CHARM OFFENSIVE:Critics said that the proposed wage increase for civil servants is a KMT bid to win votes in DPP-controlled local governments ahead of January’s elections
By Chung Li-hua and Chen Wei-han / Staff reporter, with staff writer
In spite of the spiraling debt crisis several local governments face, the Executive Yuan is mulling a 3 percent pay raise for the public sector, which would cost local governments an extra NT$10 billion (US$319.06 million) in personnel expenses.
Payrolls already take up nearly half of local governments’ budgets, legislators and local government officials said, adding that the central government’s proposed pay hike could damage the fiscal health of local governments.
The Executive Yuan said it would decide whether the proposed salary increases for military personnel, civil servants and public schoolteachers would go into effect before it announces the budget for the next fiscal year at the end of next month.
Any changes would not go into effect until after elections are held in January next year.
According to the estimates of the Executive Yuan, it would cost central and local governments about NT$7 billion to raise public sector wages by 1 percent — or NT$21 billion for a 3 percent pay raise.
Public sector workers received a 3 percent wage increase in July 2011, and the central government subsidized local governments with NT$5.27 billion in personnel expenses for the second half of that year.
Extrapolating from the central government subsidy in 2011, local governments would be expected to shoulder at least an additional NT$10.54 billion of the latest proposed pay raise, excluding a corresponding increase in year-end bonuses and performance bonuses.
According to the latest report by the Ministry of Civil Service, local governments’ combined personnel expenses totaled NT$497.9 billion in 2013, which accounted for 47.84 percent of their total expenditure for that year.
Payrolls took up more than half of the total expenditures of the governments of Taipei and Kaohsiung; the cities of Keelung, Hsinchu and Chiayi; and Changhua, Nantou, Pingtung, Hualien and Taitung counties, according to the ministry’s report.

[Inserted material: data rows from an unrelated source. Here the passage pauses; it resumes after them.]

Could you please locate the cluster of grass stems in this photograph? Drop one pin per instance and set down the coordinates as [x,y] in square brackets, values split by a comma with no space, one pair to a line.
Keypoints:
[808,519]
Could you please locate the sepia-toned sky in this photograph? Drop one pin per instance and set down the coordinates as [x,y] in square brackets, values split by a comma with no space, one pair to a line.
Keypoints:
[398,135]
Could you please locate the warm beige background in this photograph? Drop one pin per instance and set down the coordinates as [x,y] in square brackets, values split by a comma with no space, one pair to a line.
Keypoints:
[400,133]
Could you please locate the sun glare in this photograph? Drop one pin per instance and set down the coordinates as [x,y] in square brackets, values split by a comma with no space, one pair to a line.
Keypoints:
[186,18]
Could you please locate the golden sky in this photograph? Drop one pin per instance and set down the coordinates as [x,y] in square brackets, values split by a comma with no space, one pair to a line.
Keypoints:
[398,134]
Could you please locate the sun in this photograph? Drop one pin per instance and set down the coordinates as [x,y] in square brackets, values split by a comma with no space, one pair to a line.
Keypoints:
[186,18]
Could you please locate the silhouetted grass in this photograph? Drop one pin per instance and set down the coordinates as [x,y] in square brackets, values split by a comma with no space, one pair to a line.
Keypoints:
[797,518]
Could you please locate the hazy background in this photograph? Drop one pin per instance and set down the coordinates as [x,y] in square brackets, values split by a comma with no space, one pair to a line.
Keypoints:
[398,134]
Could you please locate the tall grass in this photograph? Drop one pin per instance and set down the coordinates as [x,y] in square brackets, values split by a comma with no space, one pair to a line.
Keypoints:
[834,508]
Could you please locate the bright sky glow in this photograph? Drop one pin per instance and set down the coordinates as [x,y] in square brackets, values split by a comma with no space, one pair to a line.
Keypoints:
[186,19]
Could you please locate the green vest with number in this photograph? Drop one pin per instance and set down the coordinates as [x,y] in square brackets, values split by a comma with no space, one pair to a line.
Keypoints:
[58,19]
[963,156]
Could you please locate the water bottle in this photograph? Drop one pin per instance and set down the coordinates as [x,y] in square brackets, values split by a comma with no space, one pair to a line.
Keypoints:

The debts owed by the Miaoli and Yilan county governments are unsustainable, while those owed by Yunlin, Pingtung, Chiayi, Keelung and Nantou have reached an “alarming state,” according to the Ministry of Finance.
The proposed pay raise might be the last straw that breaks the finances of those governments, analysts said.
Local governments are expected to meet personnel expenses from their own resources, but the central government offers grants-in-aid to meet any shortfalls, a Directorate-General of Budget, Accounting and Statistics official said.
“The central government said it has offered grants, but I have no idea where those grants are,” Tainan Department of Finance Director Chang Shao-yuan (張紹源) said.
The central government apparently injected funds following a pay raise for public workers in 2011, but since 2012 there has been no substantial increase in tax revenues or grants distributed by the central government to local governments, Chang said.
Spending on social welfare and development has been squeezed by the 2011 pay raise, which has seen a large proportion of resources disappear from limited budgets, he said.
Democratic Progressive Party (DPP) Legislator Huang Wei-che (黃偉哲) said that local governments might have to shoulder a sum greater than the estimated NT$10.54 billion cost of the pay raises, since the number of civil servants employed in local governments has increased following the creation of four more special municipalities since 2010.
The proposed salary hike is “a Chinese Nationalist Party [KMT] bid to buy votes at the expense of local governments controlled by the DPP,” and would worsen the mountain of debt facing local governments, he said.
Saying that the nation would struggle to show 3 percent GDP growth this year, Huang called on the Executive Yuan to think twice before implementing the proposed pay raise, which it could pay dearly for in the elections.